We are transitioning from Human-in-the-Loop (where we manually approve every step) to Human-on-the-Loop (where we set the goals and guardrails, but let the system drive).

This shift is driven by a simple desire: we want partners, not just tools. As I wrote back in April about waiting for a true AI coding partner, a tool requires your constant attention. A hammer does nothing unless you swing it. But an agent? An agent can work while you sleep.

This freedom comes with a new responsibility: clarity. If your agent is going to work overnight, you need to make sure it’s working on something productive. You need to be precise about the goal, explicit about the boundaries, and thoughtful about what happens when things go wrong. Without the right guardrails, an agent can get stuck waiting for your input, and you’ll lose that time. Or worse, it can get sidetracked and spend hours on something that wasn’t what you intended.

The goal isn’t to remove the human entirely. It’s to move us from the execution layer to the supervision layer. We set the destination and the boundaries; the agent figures out the route. But we have to set those boundaries well.

Embracing the Complexity (Or Lack Thereof)

Here’s the counterintuitive thing: building an agent isn’t always harder than building a script. Yes, you have to think about loops, tool definitions, and context window management.
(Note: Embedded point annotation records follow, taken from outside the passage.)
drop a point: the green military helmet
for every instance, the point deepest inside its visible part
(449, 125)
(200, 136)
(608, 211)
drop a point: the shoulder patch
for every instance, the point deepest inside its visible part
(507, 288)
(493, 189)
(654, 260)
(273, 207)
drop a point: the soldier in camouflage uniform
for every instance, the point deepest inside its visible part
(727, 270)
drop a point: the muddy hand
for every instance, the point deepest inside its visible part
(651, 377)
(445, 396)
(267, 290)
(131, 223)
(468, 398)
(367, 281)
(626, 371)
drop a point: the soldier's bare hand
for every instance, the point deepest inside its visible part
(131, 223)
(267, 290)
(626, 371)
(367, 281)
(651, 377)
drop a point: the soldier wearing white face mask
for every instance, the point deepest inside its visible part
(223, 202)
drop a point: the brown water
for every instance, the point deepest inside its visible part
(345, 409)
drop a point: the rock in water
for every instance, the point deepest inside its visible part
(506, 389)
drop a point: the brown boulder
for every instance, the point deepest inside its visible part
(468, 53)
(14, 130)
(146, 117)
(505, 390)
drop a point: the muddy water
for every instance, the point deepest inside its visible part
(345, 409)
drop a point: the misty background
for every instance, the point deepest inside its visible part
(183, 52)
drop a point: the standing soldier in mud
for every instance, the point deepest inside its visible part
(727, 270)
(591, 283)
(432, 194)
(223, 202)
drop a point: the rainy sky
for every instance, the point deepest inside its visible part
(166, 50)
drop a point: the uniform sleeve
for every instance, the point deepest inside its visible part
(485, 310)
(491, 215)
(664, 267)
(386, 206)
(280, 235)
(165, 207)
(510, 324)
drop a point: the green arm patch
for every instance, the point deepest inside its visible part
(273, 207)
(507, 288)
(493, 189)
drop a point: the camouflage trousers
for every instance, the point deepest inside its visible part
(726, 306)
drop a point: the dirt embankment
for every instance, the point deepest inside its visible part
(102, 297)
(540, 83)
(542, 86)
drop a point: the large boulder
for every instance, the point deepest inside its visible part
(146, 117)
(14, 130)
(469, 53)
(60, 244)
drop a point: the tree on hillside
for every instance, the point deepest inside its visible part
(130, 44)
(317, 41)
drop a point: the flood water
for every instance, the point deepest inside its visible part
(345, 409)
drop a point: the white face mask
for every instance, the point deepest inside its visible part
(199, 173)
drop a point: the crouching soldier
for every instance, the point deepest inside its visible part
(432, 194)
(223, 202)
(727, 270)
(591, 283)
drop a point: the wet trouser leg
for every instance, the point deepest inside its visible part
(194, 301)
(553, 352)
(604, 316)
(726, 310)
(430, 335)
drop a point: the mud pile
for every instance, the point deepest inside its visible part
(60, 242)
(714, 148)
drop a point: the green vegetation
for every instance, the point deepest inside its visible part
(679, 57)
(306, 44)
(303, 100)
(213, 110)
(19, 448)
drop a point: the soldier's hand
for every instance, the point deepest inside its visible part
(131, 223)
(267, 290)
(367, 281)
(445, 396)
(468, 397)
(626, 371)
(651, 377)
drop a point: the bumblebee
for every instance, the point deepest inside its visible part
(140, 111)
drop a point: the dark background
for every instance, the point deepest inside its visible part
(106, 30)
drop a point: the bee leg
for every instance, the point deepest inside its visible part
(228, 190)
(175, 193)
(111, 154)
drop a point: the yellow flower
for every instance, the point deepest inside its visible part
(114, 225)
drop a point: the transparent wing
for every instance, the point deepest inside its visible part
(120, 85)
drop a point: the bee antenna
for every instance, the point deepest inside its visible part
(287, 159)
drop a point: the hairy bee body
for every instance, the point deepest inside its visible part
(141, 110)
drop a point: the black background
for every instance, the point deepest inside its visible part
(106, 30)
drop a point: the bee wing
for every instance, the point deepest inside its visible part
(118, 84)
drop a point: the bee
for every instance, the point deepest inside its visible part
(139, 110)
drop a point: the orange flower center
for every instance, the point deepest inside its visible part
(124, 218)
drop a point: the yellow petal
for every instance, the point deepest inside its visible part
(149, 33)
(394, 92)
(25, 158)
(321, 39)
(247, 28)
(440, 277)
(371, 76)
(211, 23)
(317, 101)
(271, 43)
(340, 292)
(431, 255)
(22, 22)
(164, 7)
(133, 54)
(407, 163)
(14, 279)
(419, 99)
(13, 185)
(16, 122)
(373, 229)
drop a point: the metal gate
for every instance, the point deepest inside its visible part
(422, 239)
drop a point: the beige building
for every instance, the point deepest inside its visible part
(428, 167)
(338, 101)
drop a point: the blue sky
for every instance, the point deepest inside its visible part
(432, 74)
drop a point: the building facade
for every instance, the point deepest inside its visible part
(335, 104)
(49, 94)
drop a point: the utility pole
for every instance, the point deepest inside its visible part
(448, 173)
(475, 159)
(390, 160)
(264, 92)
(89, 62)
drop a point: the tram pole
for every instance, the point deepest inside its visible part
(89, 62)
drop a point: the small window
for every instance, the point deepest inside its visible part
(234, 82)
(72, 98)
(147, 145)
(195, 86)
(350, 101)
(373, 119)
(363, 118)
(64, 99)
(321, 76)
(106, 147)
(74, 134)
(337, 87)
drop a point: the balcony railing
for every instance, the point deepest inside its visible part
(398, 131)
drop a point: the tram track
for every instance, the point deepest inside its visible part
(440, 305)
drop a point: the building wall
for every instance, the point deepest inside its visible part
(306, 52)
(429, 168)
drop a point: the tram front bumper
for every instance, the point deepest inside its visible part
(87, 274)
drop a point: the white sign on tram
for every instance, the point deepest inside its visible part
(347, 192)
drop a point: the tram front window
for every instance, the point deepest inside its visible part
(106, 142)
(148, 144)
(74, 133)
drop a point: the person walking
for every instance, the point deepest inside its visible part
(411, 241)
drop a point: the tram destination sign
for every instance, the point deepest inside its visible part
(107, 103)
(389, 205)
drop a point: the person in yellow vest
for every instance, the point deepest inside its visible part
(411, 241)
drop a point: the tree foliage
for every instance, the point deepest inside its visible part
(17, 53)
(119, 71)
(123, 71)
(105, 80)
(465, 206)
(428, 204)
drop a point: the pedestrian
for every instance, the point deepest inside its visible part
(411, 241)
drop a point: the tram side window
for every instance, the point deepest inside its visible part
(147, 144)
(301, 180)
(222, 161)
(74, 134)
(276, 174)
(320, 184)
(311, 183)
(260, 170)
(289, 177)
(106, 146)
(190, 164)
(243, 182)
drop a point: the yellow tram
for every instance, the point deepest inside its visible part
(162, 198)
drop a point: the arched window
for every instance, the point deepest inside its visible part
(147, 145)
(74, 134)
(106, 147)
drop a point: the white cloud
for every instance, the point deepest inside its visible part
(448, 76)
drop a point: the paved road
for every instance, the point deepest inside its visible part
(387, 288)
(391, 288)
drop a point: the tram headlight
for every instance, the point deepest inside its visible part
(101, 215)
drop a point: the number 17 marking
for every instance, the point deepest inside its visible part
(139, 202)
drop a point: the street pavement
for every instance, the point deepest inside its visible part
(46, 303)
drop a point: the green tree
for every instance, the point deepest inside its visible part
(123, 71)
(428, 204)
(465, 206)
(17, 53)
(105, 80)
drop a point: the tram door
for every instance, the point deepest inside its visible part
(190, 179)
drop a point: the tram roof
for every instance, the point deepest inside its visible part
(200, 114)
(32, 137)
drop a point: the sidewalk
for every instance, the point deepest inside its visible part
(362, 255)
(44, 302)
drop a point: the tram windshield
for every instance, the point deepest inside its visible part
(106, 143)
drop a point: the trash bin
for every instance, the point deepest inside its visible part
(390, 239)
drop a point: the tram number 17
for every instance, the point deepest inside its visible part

But as my classifier example showed, an agentic architecture can actually delete complexity. All that brittle branching logic, all those edge cases I was trying to anticipate: gone. Replaced by a model that can reason about what it needs in the moment.

The real complexity isn’t in the code; it’s in the trust. You have to get comfortable with a system that makes decisions you didn’t explicitly program. That’s a different kind of engineering challenge, less about syntax, more about guardrails and judgment.

But the payoff is a system that grows with you. A script does exactly what you wrote it to do, forever. An agent does what you ask it to do, and sometimes finds better ways to do it than you’d considered.

So, if you find yourself staring at your “simple script” and wondering if you should give it a tools definition… just give in. You’re building an agent. It’s inevitable. You might as well enjoy the company.